1962年8月にミュンヘンの IFIP 世界会議で構想を発表したあと、 彼はしばらく組織と資金の仕事に集中する。 その結果が、 ノルウェー計算センター(NR)への UNIVAC 1107 の割引調達と、 同じ契約に組み込まれた Simula 実装の資金だった。 計算機を買う契約の中にコンパイラ開発の予算を書き込んだ ── この一手がなければ Simula I の実装は始まっていない。 彼は1960年に NR へ入り、 1962年から1975年まで研究部長を務めている。

現場での議論の激しさは、 Dahl への追悼文に本人が書き残している。 新入りの職員が交換台へ駆け込み、 一階の黒板の前で二人の男が喧嘩している、 と叫んだ。 交換手は廊下で数秒耳を澄ませ、 落ち着きなさい、 Ole-Johan と Kristen が Simula の話をしているだけだ、 と答えた。

労働組合との共同研究

Simula 67 の凍結後、 彼の関心は言語からその言語で作られる系を誰が設計するのかへ移る。

1960年代末、 ノルウェー鉄鋼・金属労働組合(NJMF)が NR の彼に接触した。 経営側が導入しつつある計画・管理・情報システムに、 組合の側にも理解が要るという問題意識からである。 1971年に始まったこの共同研究は、 NR が受注した事業のうち単独の発注者が労働組合連合であった最初のものだった。

Randy Trigg が要約した1975年のニゴール自身の総括によれば、 当初の作業計画は途中で捨てられている。 このままでは組合役員の書棚に読まれない報告書が並ぶだけになる、 と気づいたからである。 そこで「成果」の定義を、 報告書ではなく、 組合と組合員が情報処理と管理に対する影響力を得るための行動そのものへ置き換えた。 四つの職場グループのうち三つでは、 生まれた文書の65〜70パーセントを組合員自身が書いている。
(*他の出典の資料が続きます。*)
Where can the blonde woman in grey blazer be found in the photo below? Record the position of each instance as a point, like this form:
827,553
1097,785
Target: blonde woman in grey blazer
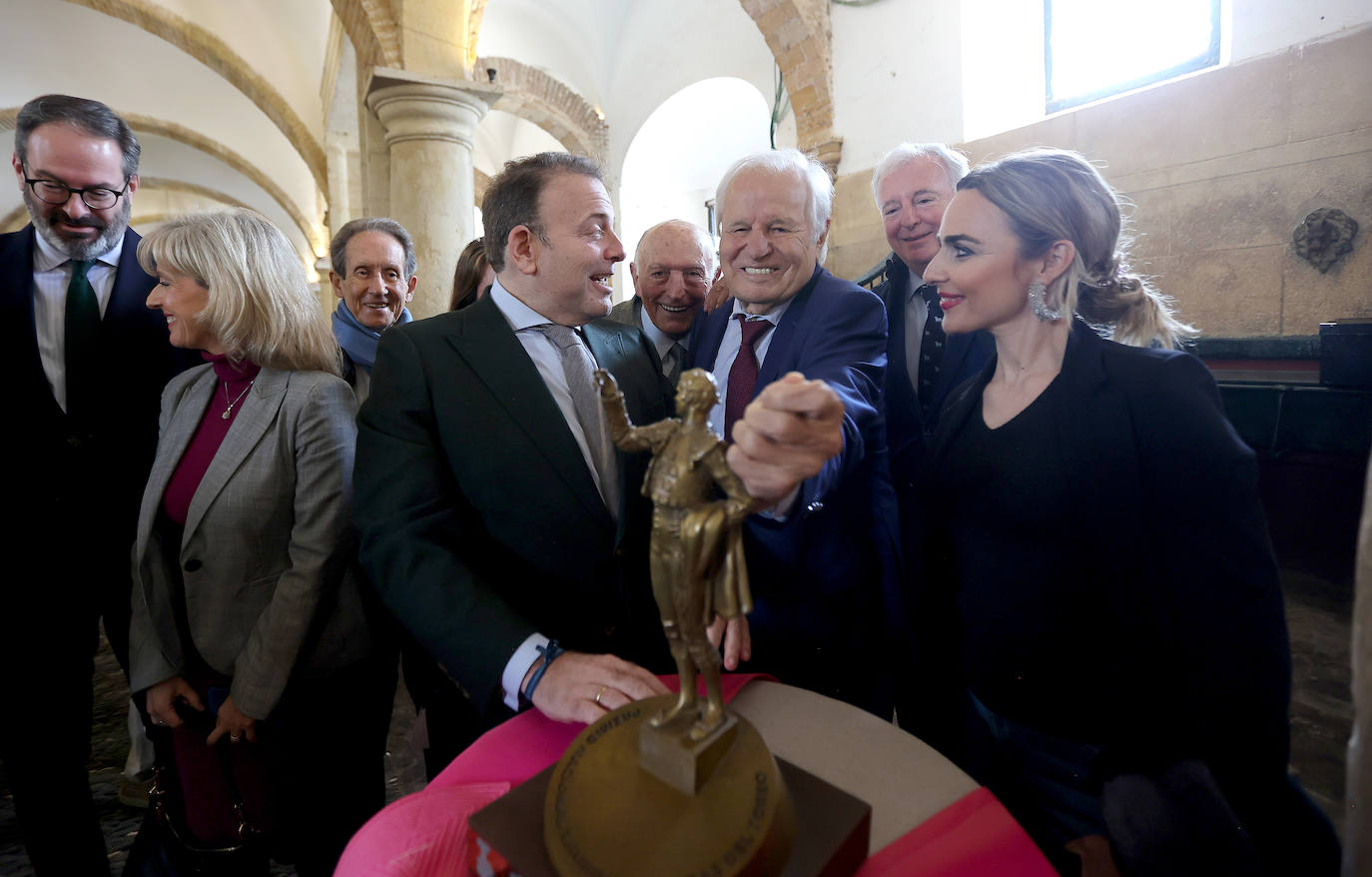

この方式はスカンジナビア各国に伝播し、 のちに参加型デザイン(participatory design) と呼ばれる分野になる。 Ole Lehrmann Madsen は追悼文で、 この仕事は長く政治的すぎると見なされたが、 やがて利用者を設計に参加させたほうが良い系が安く作れると理解された、 と書いている。

Nei til EF、 Nei til EU

政治との関わりは早い。 1965年と1967年には自由党(Venstre)の戦略委員会を率い、 1971年に労働党へ移った。 1972年9月の EC 加盟をめぐる国民投票までは、 反対派の「EC 反対青年戦線」(Ungdomsfronten mot EF)の調整委員会を率いている。 結果は全国で反対53.5パーセント。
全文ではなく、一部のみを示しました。